Burden of pelvis fracture: a population-based study of incidence, hospitalisation and mortality.
Prieto-Alhambra D., Avilés FF., Judge A., Van Staa T., Nogués X., Arden NK., Díez-Pérez A., Cooper C., Javaid MK.
UNLABELLED: The objective of this study was to describe the incidence and consequences of pelvic fractures in a community cohort. The incidence of pelvic fractures increases with age with a protective effect of higher body mass index. Almost 60% of those with a pelvic fracture required an inpatient stay, with a median of 9 days. There was a higher 3-year mortality in those admitted (17%) vs. those not admitted (6.3%). Given the substantial health burden, further work is required to identify the optimal post-fracture therapeutic strategy to improve outcomes. INTRODUCTION: The burden of pelvis fractures is projected to increase, but there is a paucity of community-based studies describing rates, mortality and future fracture risk.

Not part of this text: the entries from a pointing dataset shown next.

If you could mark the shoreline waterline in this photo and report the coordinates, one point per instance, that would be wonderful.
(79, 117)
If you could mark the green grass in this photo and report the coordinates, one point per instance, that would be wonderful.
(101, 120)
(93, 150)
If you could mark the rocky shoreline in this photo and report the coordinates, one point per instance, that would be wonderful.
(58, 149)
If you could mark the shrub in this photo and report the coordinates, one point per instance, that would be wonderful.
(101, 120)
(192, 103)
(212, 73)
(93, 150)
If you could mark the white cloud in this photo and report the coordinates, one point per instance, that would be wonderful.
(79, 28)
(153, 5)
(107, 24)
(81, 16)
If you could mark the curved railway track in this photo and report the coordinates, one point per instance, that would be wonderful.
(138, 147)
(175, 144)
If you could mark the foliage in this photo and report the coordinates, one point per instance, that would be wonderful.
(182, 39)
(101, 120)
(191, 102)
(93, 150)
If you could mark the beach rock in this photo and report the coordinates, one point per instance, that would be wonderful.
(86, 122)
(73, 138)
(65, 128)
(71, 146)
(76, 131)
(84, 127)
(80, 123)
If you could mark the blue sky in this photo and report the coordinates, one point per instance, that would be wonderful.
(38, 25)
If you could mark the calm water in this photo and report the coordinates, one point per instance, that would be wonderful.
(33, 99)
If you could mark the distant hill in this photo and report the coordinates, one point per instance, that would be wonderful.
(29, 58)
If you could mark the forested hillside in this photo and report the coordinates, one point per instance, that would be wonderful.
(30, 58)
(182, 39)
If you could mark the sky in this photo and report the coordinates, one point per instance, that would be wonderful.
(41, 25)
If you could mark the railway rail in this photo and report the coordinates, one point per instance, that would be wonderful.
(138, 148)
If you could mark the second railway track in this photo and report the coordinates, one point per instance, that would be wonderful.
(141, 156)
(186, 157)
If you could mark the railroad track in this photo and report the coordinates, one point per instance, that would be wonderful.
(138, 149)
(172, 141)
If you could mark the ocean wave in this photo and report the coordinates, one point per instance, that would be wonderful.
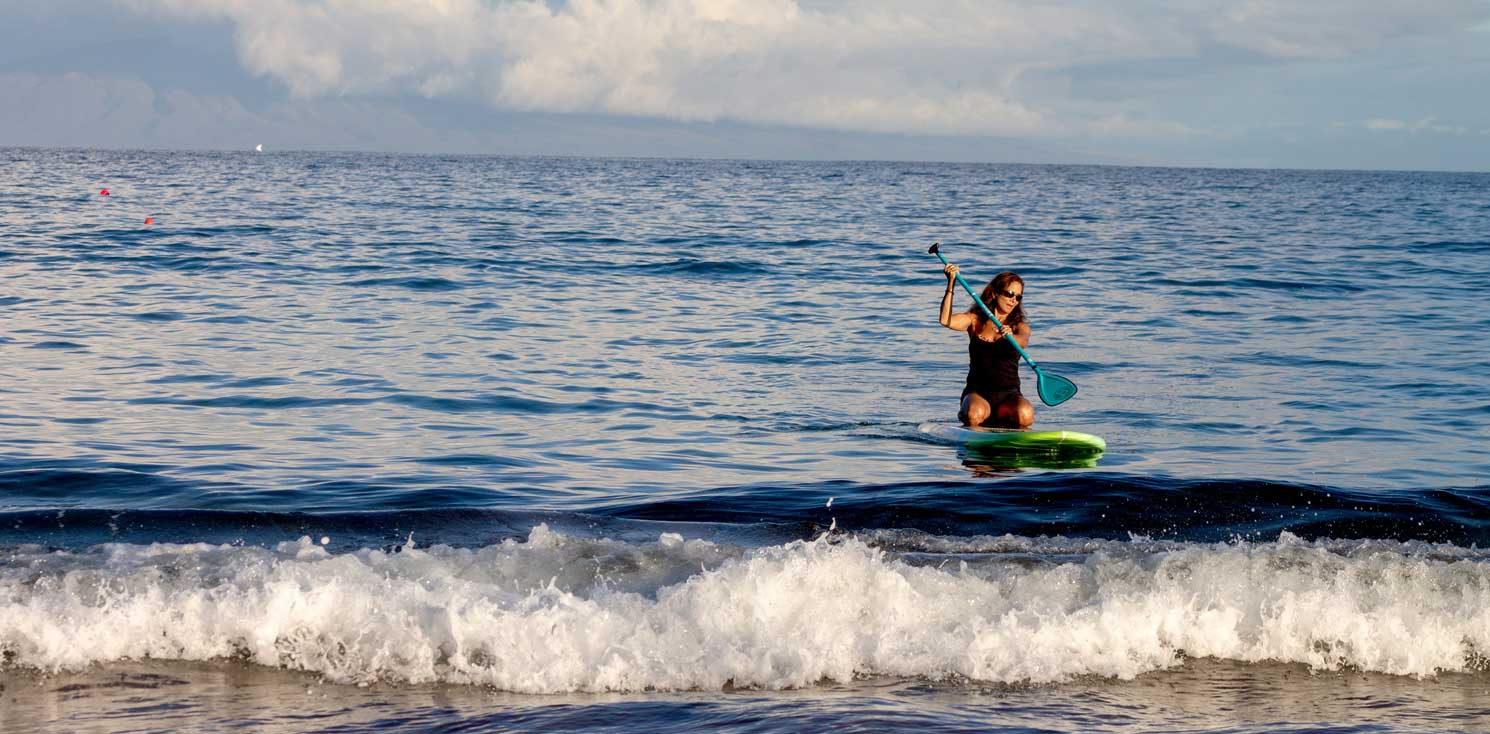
(562, 614)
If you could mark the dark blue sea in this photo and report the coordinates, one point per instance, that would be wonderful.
(362, 444)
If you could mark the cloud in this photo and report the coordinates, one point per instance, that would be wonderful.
(948, 67)
(1423, 125)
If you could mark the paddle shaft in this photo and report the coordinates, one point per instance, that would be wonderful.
(981, 304)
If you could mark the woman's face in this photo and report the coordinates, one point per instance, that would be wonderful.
(1009, 297)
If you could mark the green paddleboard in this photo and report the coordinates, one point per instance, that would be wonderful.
(1061, 442)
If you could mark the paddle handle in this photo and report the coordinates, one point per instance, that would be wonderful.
(981, 304)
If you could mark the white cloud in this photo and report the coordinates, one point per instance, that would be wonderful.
(1423, 125)
(887, 66)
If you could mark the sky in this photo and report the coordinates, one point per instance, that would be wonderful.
(1279, 84)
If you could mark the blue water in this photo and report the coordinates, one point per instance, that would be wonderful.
(364, 442)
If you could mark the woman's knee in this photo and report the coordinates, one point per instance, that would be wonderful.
(975, 410)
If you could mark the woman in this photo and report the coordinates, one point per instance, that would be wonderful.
(991, 396)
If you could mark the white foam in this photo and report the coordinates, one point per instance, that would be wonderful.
(560, 614)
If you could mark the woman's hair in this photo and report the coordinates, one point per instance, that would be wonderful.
(994, 286)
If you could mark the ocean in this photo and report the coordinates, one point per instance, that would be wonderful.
(373, 442)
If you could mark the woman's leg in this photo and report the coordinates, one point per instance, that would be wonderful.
(975, 410)
(1015, 411)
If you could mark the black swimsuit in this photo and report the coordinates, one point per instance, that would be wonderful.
(993, 368)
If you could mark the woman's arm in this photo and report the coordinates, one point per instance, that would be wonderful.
(958, 322)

We therefore estimated the age, gender and BMI-specific incidence of pelvis fracture in Catalonia (North-East Spain), and assessed hospital stay and mortality following fracture. METHODS: The SIDIAP(Q) database contains validated clinical information from computerised medical records of a representative sample of 30% of the population of Catalonia. We conducted a retrospective cohort study including all subjects aged ≥ 40 in SIDIAP(Q) and linked to the regional Hospital Admissions Database from 2007 to 2009. Pelvis fractures were ascertained using ICD-10 codes. Incidence and mortality rates were calculated. RESULTS: A total of 1,118,173 patients (582,820 women) were observed for 3 years and 1,356 had a pelvic fracture. The rate for pelvic fracture was 4.35/10,000 person-years (pyar) [95% CI 4.13-4.59] (men-2.73 [2.48-3.01]; women-5.82 [5.46-6.20]). This increased with age, peaking in those over 90 years: 29.41 [25.74-33.59]. Higher BMI was protective (HR 0.75 per SD BMI; [0.69-0.82]). Moreover, 59.1% of fractured patients were hospitalised with a median (IQR) stay of 9 (5-16) days, and after the 3-year follow-up 13.9% died (mortality rate 10.7/100 pyar [9.3-12.3]) with higher rates in those hospitalised (17.0%). CONCLUSIONS: Pelvic fractures are associated with high rates of hospitalisation and mortality. Given this, further work is required to identify the optimal post-fracture therapeutic strategy to improve outcomes in this elderly patient group.